Society Lecture, 16 October: The Politics of Coin Design: The 1967 New Zealand decimal reverses

On Tuesday 16 October 2018 at the Warburg Institute, Mark Stocker of the Numismatics Association of Australia kicked off the 2018/19 Society lecture schedule with a discussion of his research into decimal coin reverses in New Zealand. This presentation drew upon earlier published research (‘“Coins of the People: The 1967 New Zealand Decimal Coin Reverses’, [BNJ 70 (2000)), in which Mark Stocker stated that ‘Tantalisingly, only the minutes of the first, anodyne, meeting’ of the Coinage Design Advisory Committee (CDAC) were ‘deposited with the Treasury papers in the National Archives in Wellington, and the rest are presumed destroyed’.

As he summarised the paper in his own words: Happily, I have been proved wrong. In 1967, Dr Allan Sutherland, the namesake of the doyen of mid-20th century New Zealand numismatics, deposited his late father’s papers relating to the decimal coinage in Auckland Central Library, but only recently have they been catalogued. A history of the reverse designs can now be told far more accurately. This paper aims to do this, drawing on the agendas and minutes of the seventeen CDAC meetings between 1964 and 1966, and also utilises related correspondence to and from Sutherland in the same archive. It benefits from further questioning of the sole CDAC surviving member, my good friend Professor John Simpson, who has just turned 93 but remains as lucid as ever.

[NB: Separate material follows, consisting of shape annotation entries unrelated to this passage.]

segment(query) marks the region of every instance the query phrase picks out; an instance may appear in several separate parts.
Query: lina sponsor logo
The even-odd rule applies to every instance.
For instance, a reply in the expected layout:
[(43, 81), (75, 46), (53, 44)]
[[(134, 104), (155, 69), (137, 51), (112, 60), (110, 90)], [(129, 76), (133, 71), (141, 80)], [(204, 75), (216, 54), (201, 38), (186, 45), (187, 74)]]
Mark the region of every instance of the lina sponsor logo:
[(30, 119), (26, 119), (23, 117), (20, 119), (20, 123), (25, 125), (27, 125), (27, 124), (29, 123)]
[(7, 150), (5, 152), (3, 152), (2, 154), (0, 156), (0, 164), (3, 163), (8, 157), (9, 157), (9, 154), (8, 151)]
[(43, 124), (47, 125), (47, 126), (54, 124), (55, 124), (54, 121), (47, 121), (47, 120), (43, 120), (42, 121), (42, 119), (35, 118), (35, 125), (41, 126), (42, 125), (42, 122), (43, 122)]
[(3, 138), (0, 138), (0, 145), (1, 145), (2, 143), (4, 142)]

What I didn’t know was how the designs – which appeared satisfactory to the CDAC – were suddenly collectively jeopardised when a Cabinet minister, ignorant of abstraction, objected to one of the best designs; or how the dynamic shifted on the committee, with a split between artistic and pragmatic/populist elements, with Sutherland the chief advocate of the latter. The relationship between the CDAC and the ad hoc Cabinet coinage committee is now clearer, revealing individual ministers’ views on the designs, including a surprising one by future Prime Minister, Robert Muldoon, on Paul Beadle’s inspirational but unadopted set. Finally, Muldoon’s own influence is repeatedly hinted, but remains enigmatic.